From Horseshoe Lake I took a side trail to get back to the PCT. It turned out that I could have taken a trail directly to Red’s Meadow, but I didn’t have a very good map of the area and added three or so miles. On the bright side I ran into “Couch Potato”, and he thanked me for giving him an update on conditions on Forester a week or so back.

I took a less efficient trail, but the views were beautiful.
I’d heard that the Ansel Adams Wilderness was pretty. Look how excited I was to enter it.
The forest didn’t appear so healthy. There were sections of big old trees.
And then stretches of stumps. I wondered if it was due to CO2 poisoning.
Trail crew

The midday highlight was having lunch at the Devil’s Postpile. Surprisingly, I had it all to myself likely due to problems with the road. Almost immediately after the postpile, I had to make a decision about whether to take the PCT or JMT at a fork. I had been wanting to climb Mount Ritter, which is accessed from the JMT. However, earlier in the day I had seen so much snow on it that I was doubtful that it could be climbed with the gear I had. So, I opted to take the PCT and was treated to fantastic views of both Ritter and Banner throughout the afternoon.

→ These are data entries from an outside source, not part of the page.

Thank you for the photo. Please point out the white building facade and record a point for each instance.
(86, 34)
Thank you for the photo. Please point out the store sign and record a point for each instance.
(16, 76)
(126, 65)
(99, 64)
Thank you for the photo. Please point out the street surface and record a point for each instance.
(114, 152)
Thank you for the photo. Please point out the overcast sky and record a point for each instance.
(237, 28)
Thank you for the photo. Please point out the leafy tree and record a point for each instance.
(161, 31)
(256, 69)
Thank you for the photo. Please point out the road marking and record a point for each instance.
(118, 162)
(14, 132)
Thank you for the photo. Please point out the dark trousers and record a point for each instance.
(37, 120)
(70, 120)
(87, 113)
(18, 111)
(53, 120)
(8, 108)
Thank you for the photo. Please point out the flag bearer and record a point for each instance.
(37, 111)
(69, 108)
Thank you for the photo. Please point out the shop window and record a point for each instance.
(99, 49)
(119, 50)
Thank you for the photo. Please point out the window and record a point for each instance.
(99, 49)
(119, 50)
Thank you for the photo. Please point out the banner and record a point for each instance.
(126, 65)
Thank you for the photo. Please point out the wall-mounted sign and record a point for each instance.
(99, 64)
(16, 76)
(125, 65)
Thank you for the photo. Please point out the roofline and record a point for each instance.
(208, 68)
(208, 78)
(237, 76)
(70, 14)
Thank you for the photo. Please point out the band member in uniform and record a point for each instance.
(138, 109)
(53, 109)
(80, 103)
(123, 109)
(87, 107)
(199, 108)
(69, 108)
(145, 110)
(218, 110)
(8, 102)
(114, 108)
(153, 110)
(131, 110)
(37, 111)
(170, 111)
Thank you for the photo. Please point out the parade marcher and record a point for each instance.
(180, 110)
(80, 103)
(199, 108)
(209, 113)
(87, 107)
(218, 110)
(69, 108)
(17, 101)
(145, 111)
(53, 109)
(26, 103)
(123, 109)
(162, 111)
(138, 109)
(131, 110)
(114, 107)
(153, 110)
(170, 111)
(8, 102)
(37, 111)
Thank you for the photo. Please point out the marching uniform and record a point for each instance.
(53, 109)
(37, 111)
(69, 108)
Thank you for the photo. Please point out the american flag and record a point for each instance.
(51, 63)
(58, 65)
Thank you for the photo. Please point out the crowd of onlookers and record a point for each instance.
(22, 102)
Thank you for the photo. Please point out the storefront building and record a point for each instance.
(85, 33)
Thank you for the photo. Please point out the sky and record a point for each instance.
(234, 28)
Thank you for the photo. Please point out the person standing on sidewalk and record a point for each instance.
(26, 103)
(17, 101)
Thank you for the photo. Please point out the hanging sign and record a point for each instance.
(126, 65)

The Middle Fork of the San Joaquin River
Behold, the Minarets!

In the early evening, I arrived at Thousand Island Lake but was greeted by intense wind. While I was snacking, “Penguin”, “Snacks”, and “Night Walker” showed up. They immediately recognized me from the campfire at VVR a few nights back and thanked me for giving out cookies. (I had been holding the bag, but I didn’t deserve any credit. Alicia had made and brought them.) Amusingly, “Night Walker” was a little disappointed to learn that he missed out, because he had passed out from a full day of drinking earlier that evening. Anyway, it was so windy that I decided to push on and camp a few miles shy of Donahue Pass.